Former Andhra Pradesh Chief Minister Y. S. Jagan Mohan Reddy has launched a fresh attack targeting Heritage Foods and indirectly linking it to alleged irregularities. His latest press meet focused on claims involving Heritage, Indapur, Bolebaba Dairy and listings on IndiaMART. The larger narrative appears aimed at drawing parallels and shifting public attention. However, a closer look at publicly available corporate data and industry practices tells a different story.
The IndiaMART Screenshot Argument
One of the central claims revolved around a screenshot from IndiaMART that allegedly linked Heritage to Bolebaba Dairy. This was presented as key evidence.
IndiaMART is a B2B marketplace platform. Businesses and distributors create their own listings. These pages are not ownership documents. They do not establish shareholding patterns or corporate control. Any trader can list products or associate brand names for marketing purposes. Treating such a listing as conclusive proof of corporate ownership reflects either a misunderstanding of how digital marketplaces function or a deliberate attempt to mislead.
Corporate ownership is determined by filings with the Ministry of Corporate Affairs and disclosures to stock exchanges. Screenshots from a marketing portal do not replace statutory documentation.
The Indapur Angle
The Indapur issue was also highlighted as if it revealed a hidden link. Heritage Foods has publicly stated that Indapur functions as a co-manufacturer for certain cheese products. Co-manufacturing arrangements are standard in the dairy industry. Large brands often outsource specific production lines to optimise capacity and manage logistics.

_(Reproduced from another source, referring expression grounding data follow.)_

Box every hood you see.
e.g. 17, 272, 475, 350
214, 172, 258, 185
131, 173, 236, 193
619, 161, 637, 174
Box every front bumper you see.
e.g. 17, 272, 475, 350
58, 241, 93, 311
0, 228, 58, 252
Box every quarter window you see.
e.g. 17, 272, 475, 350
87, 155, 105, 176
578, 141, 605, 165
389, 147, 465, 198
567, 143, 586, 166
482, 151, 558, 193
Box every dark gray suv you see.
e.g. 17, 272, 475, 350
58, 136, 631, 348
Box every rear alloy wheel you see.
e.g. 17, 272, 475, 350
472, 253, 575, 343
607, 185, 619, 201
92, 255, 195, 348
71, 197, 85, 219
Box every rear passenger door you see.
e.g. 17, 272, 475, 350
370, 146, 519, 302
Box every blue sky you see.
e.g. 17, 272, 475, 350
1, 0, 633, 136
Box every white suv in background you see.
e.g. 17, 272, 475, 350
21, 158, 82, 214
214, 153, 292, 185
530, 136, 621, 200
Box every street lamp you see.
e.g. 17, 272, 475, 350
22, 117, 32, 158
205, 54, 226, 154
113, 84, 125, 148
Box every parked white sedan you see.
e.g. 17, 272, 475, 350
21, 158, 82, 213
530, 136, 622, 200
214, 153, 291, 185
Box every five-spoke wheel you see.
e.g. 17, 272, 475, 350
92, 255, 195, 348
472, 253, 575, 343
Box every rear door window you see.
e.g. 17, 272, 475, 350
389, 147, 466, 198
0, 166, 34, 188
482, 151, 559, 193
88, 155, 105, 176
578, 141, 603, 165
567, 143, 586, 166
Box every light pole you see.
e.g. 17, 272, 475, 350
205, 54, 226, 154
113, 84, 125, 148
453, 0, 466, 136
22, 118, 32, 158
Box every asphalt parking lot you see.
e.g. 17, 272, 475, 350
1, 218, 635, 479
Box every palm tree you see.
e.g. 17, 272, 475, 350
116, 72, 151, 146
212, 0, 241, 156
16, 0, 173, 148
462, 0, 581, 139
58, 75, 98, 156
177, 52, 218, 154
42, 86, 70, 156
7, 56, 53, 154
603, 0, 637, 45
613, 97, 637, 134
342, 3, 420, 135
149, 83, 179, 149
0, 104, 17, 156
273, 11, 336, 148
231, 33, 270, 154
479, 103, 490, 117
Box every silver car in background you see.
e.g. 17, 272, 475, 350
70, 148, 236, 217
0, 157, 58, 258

Indapur is associated with the Sonai Group. It supplies dairy products to multiple brands, including Amul. Such supply relationships do not imply ownership. They represent commercial contracts.
If Heritage owned Indapur, it would be clearly disclosed in stock exchange filings. Heritage Foods is a listed company. Under Securities and Exchange Board of India regulations, any subsidiary, acquisition or material partnership must be transparently reported. These disclosures are available to investors and analysts. There is no record suggesting that Indapur is a subsidiary of Heritage.
How Listed Companies Operate
Heritage Foods Limited is a publicly traded company. Its shareholding pattern, related party transactions and subsidiary details are available through exchange filings. The company operates dairy processing plants across several states. It has built a network of procurement centers and retail outlets over decades.
In the Indian dairy sector, co-packing and contract manufacturing are common. Brands such as Amul, Mother Dairy and others frequently engage third party processors. This allows scalability without unnecessary capital expenditure. There is nothing unusual about such arrangements.
If a listed company concealed ownership in another firm, it would face serious regulatory consequences. Investors, analysts and regulators continuously scrutinize filings. The Indian stock market does not operate on informal screenshots.
Political Context
The press meet came at a time when allegations are being discussed in other contexts. Rather than address specific concerns directly, the strategy appears to broaden the narrative. By introducing names like Heritage and linking them to unrelated entities, the attempt seems aimed at creating moral equivalence.
Political communication often relies on association. Mentioning multiple companies in a single narrative can create a perception of complexity and wrongdoing. However perception does not replace documented evidence.
The Bigger Picture
Public debate benefits from facts grounded in verifiable data. Corporate relationships are defined by filings, board structures and audited financial statements. They are not determined by marketing listings or supply contracts alone. The dairy industry operates on layered supply chains. Co manufacturing does not equal ownership. Vendor relationships do not establish control. Digital marketplace listings do not override statutory disclosures.
The Heritage, Indapur and IndiaMART narrative appears more political than financial. In matters involving listed companies, the truth is rarely hidden. It is filed, audited and available in the public domain.